Et pourtant Lucie Baud compte au nombre des héroïnes de la classe ouvrière.
Elle est née en 1870 à Saint-Pierre-de-Mésage dans l’Isère et décédera en 1913, à 43 ans, peut-être s’est-elle suicidée ? Entre temps elle aura mené des grèves mémorables, fait plier le patronat le plus réactionnaire avant que d’être broyée elle-même.
D’elle on ne sait presque rien, une ou deux photos, les articles de la presse d’alors et un article paru en juin 1908 dans Le Mouvement socialiste où elle raconte une partie de ses souvenirs de luttes.
C’est à partir de ces quelques éléments que Michelle Perrot, l’historienne de renom va mener l’enquête et écrire un livre passionnant, essayant de comprendre ce parcours, de renouer les fils. L’historienne confrontée à l’opacité des sources conduit son livre comme un roman.

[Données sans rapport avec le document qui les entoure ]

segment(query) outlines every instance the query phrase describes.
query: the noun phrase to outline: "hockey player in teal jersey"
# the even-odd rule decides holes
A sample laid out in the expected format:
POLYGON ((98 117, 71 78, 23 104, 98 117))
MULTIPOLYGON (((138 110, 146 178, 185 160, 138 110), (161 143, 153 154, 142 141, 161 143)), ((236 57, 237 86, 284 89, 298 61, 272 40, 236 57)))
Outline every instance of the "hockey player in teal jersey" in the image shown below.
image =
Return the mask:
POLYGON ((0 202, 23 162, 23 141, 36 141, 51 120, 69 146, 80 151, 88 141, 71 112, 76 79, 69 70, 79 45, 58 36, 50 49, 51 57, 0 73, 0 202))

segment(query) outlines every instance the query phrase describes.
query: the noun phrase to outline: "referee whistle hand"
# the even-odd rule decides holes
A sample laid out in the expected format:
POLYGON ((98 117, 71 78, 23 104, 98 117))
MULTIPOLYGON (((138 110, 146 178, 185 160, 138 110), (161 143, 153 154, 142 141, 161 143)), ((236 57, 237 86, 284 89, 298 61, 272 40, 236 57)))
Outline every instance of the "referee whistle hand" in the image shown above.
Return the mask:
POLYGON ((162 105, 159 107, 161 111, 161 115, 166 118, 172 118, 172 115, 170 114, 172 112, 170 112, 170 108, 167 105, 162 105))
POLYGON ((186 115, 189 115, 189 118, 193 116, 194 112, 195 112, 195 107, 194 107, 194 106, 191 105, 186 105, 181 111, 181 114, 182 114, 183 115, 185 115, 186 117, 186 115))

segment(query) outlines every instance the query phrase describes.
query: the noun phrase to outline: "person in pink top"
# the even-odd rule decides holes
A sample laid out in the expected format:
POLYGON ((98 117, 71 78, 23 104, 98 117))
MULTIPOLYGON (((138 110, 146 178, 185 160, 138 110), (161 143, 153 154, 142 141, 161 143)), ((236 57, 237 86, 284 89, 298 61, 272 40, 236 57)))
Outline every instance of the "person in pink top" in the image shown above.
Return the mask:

La lecture de ce livre est tout bonnement passionnante. En même temps que s’y dévoile le parcours d’une femme d’exception c’est toute la condition ouvrière et plus particulièrement celle des femmes, des immigrées prisonnières des usines textiles qui nous est montrée.
Le témoignage de Lucie Baud débute ainsi :
« Je suis rentrée comme apprentie chez MM Durand-Frères, au Péage de Vizille, au commencement de 1883, j’avais douze ans. Il y avait à cette époque dans l’usine, environ 800 tisseuses. On y travaillait 12 heures et quelquefois 13 et 14 heures par jour. »
Avant de conclure :
« Dans ces derniers temps, l’organisation syndicale est intervenue utilement dans bien des cas ; pour faire respecter le repos hebdomadaire, pour forcer l’inspection du travail à agir, pour empêcher les heures supplémentaires, etc. Mais encore une fois, que ne reste-t-il pas à faire ? Qu’on songe à l’exploitation qui sévit dans ces bagnes ! Défense de s’absenter jamais, sauf des cas extrêmement graves, défense de parler, etc., etc. C’est à l’action syndicale qu’il appartient d’avoir raison des exigences patronales. »
Mélancolie ouvrière
Un livre de Michelle Perrot (éditions Grasset), historienne du travail et des femmes. Elle a publié de nombreux ouvrages et codirigé avec Georges Duby, L’histoire des femmes en Occident. Son précédent livre Histoire de chambre a obtenu le prix Fémina essai en 2009.